Um justo réquiem para Sayad: exemplo de economista e humanista –
Os fatos econômicos recentes e a inspiração que possa ocorrer por algum tema e que precisa ser logo aproveitada, na maioria das vezes, termina por retirar de linha operacional algum planejamento de texto. Assim, com dois meses de injusto atraso, cometido pela minhas disposições imediatistas ou inspiradoras, trago à cena uma homenagem póstuma, na forma de um merecido réquiem. Portanto, peço ao leitor desculpas, não só por essa falha particular, como pela mudança de tom no conteúdo.

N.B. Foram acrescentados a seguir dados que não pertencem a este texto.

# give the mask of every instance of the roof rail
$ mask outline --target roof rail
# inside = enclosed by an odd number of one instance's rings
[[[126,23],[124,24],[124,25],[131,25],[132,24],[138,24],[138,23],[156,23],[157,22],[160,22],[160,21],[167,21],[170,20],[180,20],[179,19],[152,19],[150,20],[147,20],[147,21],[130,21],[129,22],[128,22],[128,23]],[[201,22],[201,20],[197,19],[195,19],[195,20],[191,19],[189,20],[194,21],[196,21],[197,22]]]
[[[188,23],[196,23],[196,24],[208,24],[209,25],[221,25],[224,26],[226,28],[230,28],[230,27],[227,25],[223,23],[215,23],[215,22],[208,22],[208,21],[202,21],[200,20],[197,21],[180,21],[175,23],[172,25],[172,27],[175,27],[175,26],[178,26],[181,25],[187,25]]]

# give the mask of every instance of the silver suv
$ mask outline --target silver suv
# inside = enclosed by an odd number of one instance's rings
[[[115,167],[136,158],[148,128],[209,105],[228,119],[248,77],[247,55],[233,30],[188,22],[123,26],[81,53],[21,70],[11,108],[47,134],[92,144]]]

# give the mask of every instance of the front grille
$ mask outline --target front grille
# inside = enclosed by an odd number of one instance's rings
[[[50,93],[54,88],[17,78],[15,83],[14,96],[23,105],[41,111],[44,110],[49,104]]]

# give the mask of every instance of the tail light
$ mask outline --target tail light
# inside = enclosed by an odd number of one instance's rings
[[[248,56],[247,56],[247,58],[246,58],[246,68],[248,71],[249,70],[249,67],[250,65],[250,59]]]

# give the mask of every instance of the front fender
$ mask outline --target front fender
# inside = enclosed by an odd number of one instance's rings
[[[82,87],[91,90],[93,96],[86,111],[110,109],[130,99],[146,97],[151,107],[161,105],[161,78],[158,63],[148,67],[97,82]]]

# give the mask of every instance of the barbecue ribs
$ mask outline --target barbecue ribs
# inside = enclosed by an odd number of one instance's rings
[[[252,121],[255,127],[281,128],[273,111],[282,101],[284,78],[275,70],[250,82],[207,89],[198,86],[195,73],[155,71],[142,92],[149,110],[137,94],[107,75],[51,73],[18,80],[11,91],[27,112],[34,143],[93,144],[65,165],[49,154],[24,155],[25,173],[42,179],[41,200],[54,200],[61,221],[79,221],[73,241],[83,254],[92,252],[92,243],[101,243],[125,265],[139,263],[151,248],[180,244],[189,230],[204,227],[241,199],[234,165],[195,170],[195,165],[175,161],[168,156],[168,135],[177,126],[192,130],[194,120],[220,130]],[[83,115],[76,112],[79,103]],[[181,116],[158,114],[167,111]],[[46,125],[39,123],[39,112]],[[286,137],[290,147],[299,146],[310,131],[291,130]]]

Meu desejo é fazer justiça a quem merece todo mérito, dentro do meu ofício de economista.
De fato, os 38 anos de ausência do meu pai ontem, fez-me lembrar do sentido subitâneo da morte. E não foi por mera coincidência episódica. À época (1983), estava em pleno cumprimento dos meus deveres como estudante do mestrado, diante de obrigação de fazer uma prova de estatística, seguir viagem para um congresso de economia e ler um artigo sobre inflação. Justo nesta última atribuição estava o vínculo que me causou a lembrança por recuperar a intenção por esta homenagem, mesmo com o atraso. Tal texto era simplesmente do Professor da USP, João Sayad, falecido em setembro passado.
Assim, dessa vez, fiz o contrário e pus à frente a homenagem que já deveria ter feito. Ficou para a próxima sexta a ideia de um texto sobre a situação do Nordeste diante das circunstâncias da COP 26. Aliás, uma atenção que darei a um amigo leitor, que me provocou nesse sentido. Só que agora, a hora e a vez é de Sayad.
Pois bem, não poderia deixar de destacar a importância desse destacado economista, que não só deu sua contribuição ao ensino e à pesquisa, como exerceu importantes cargos públicos. Exercícios cumpridos com o preparo e o rigor técnicos que se espera de um economista, bem como, pela ponderação e simplicidade com as quais lidava diante de situações complexas. Esse seu comportamento lhe dava uma clara substância humanista nas suas escolhas e decisões.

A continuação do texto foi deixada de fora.